Intervention de Ugo Bernalicis

Séance en hémicycle du mardi 8 décembre 2020 à 15h00
Parquet européen et justice pénale spécialisée — Motion de rejet préalable

Photo issue du site de l'Assemblée nationale ou de WikipediaUgo Bernalicis :

Certains ont dit que le parquet européen serait en fait un objet juridique non identifié, parce qu'on vient créer un chapitre particulier dans notre droit, parce que notre construction judiciaire actuelle ne correspond pas aux attendus de ce futur parquet européen. On va donner spécifiquement au procureur délégué à la fois les pouvoirs de procureur de la République et de juge d'instruction, et il pourra passer d'un cadre d'enquête à l'autre lorsqu'il le décidera, au vu de l'analyse qu'il fait du dossier.

On nous dit que c'est un modèle d'indépendance. Je retiens tout de même que, cette fois, vous ne trouvez pas étrange qu'on supprime les remontées d'informations et le fait qu'il n'y ait pas de soumission à un procureur général et à une politique pénale. J'insiste sur ce point, sur lequel je reviendrai lorsque nous aborderons la nécessaire réforme du parquet.

Quelle position administrative auront les procureurs européens délégués ? Ils seront en position de détachement. Ce n'est pas une nouveauté : il existe des précédents. Il y a déjà à l'heure actuelle, dans notre droit, des magistrats qui sont en détachement dans des juridictions. Je pense notamment – j'imagine que vous me voyez venir – à Monaco. Qu'est-il arrivé au magistrat qui y était en détachement ? On l'a remercié, parce qu'il n'y a pas d'inamovibilité pour le magistrat en détachement comme il peut y en avoir pour le juge d'instruction ou le magistrat du siège dans notre droit français.
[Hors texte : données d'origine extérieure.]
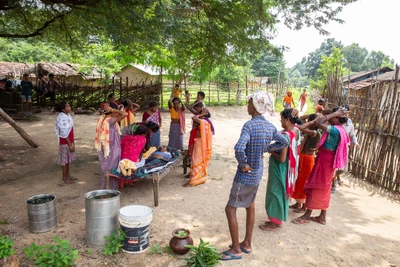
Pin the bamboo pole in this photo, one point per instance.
(21, 131)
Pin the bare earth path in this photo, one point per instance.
(363, 225)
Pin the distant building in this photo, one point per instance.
(139, 74)
(15, 70)
(364, 75)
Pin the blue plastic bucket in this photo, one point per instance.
(135, 222)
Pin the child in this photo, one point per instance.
(177, 91)
(65, 133)
(26, 86)
(320, 107)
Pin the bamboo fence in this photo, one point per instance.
(376, 117)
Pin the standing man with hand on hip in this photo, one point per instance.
(254, 141)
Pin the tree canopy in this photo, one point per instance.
(185, 34)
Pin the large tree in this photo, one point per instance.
(314, 59)
(183, 34)
(270, 65)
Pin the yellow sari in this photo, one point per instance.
(201, 155)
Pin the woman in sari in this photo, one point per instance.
(130, 109)
(332, 154)
(153, 115)
(202, 149)
(288, 101)
(282, 174)
(177, 127)
(107, 143)
(306, 162)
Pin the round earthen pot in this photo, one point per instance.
(178, 243)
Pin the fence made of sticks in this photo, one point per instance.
(376, 117)
(92, 97)
(222, 93)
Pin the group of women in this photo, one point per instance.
(293, 173)
(137, 138)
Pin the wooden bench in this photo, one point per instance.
(157, 176)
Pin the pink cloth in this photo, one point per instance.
(132, 146)
(341, 150)
(182, 120)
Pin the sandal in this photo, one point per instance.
(300, 221)
(317, 220)
(68, 181)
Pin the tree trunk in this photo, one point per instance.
(21, 132)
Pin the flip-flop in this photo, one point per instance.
(300, 221)
(231, 256)
(243, 250)
(262, 227)
(315, 219)
(66, 182)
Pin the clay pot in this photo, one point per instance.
(177, 242)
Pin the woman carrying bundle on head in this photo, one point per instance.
(288, 101)
(202, 148)
(107, 143)
(282, 173)
(129, 107)
(177, 127)
(153, 115)
(332, 155)
(306, 160)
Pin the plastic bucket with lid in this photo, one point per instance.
(135, 221)
(101, 209)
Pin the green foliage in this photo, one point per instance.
(377, 59)
(355, 57)
(61, 254)
(203, 255)
(156, 249)
(330, 71)
(270, 65)
(6, 247)
(114, 243)
(314, 59)
(176, 35)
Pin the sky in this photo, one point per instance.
(370, 23)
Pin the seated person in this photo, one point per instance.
(161, 153)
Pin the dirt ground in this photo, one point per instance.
(363, 224)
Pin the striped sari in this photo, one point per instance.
(201, 154)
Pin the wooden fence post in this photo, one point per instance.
(247, 92)
(21, 131)
(229, 92)
(209, 91)
(217, 91)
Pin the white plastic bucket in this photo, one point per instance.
(135, 221)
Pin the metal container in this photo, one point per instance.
(42, 213)
(102, 208)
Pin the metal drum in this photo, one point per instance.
(42, 213)
(102, 208)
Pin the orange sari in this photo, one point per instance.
(201, 154)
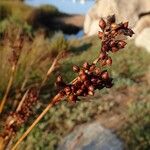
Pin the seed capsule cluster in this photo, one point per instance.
(17, 118)
(113, 38)
(16, 48)
(90, 76)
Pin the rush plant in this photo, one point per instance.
(89, 77)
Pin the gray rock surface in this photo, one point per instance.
(123, 9)
(143, 39)
(91, 137)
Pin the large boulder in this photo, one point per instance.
(123, 9)
(143, 39)
(91, 137)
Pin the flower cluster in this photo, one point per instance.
(90, 76)
(16, 48)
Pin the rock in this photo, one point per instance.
(143, 39)
(91, 137)
(124, 11)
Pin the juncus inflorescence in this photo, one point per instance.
(91, 76)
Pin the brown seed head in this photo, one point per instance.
(76, 68)
(105, 75)
(102, 24)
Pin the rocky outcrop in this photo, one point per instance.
(91, 137)
(123, 9)
(143, 39)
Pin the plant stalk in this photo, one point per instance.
(13, 69)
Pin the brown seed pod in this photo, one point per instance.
(91, 88)
(79, 92)
(72, 98)
(126, 24)
(94, 80)
(83, 77)
(97, 70)
(114, 26)
(67, 90)
(91, 93)
(59, 79)
(87, 83)
(104, 48)
(102, 24)
(112, 43)
(81, 72)
(109, 61)
(86, 65)
(121, 44)
(73, 88)
(102, 55)
(100, 34)
(105, 75)
(76, 68)
(92, 67)
(114, 49)
(103, 62)
(111, 19)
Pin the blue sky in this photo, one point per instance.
(64, 5)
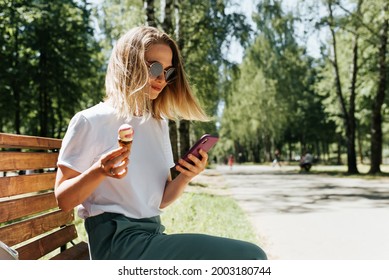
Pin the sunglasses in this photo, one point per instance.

Ce texte ne prévoit donc pas de garanties statutaires d'indépendance. Il y a des garanties d'indépendance, mais elles ne sont pas d'ordre statutaire.

J'ai compris que le Parquet européen ne nous prendrait pas beaucoup d'effectifs puisqu'il n'y aura, au début, que quatre procureurs délégués. Il n'empêche que ces quatre postes vont nous manquer pour ce que nous avons besoin de faire dans notre pays. D'ailleurs, qui n'était pas déjà poursuivi et le sera demain par les procureurs délégués européens ? Cette question apporte peut-être des réponses particulières dans d'autres pays européens qui vont adhérer au dispositif, mais s'agissant de la France, l'étude d'impact montre que ce sont des enquêtes déjà confiées à des juridictions qui seront données à un procureur délégué européen. Je rappelle que la conduite de l'enquête et la politique pénale seront du ressort du bureau central des vingt-deux procureurs.

C'est dans ce même texte qu'on vient créer nos histoires de conventions judiciaires d'intérêt public – CJIP– en matière environnementale. Je réaffirme ici notre opposition aux conventions judiciaires d'intérêt public en toutes matières, y compris fiscale. On nous donne comme argument massue, imparable et inévitable, les rentrées d'argent qu'ont permis ces conventions. Je donnerai juste un exemple d'une saisine qui n'a pas été homologuée et dans lequel on est allé au jugement : la procédure concernant UBS. La condamnation en première instance a été de 3,7 milliards, là où le montant de la CJIP n'était même pas de 2 milliards. Dire que la saisine rapporte davantage que le jugement n'est donc pas vrai. Le seul argument que je veux bien entendre est celui de la célérité. Mais s'il est sûr que c'est plus rapide, il n'y a pas de reconnaissance de culpabilité. Ceux qui sont un peu de mauvaise foi diront que comme la justice classique est trop longue, il faut faire des CJIP. D'autres diront que dès lors que les affaires dépassent les frontières, la CJIP, cette méthode transactionnelle, nous permet de nous synchroniser avec les pays anglo-saxons, qui ont ces méthodes traditionnelles. C'est ce qu'on a fait avec Airbus : on s'est partagé le gâteau de l'amende à trois, dans une convention judiciaire d'intérêt public cosignée en même temps dans les trois pays. Je ne dis pas que je suis pour ou contre à ce stade de l'argumentation, mais cela pose des questions de souveraineté.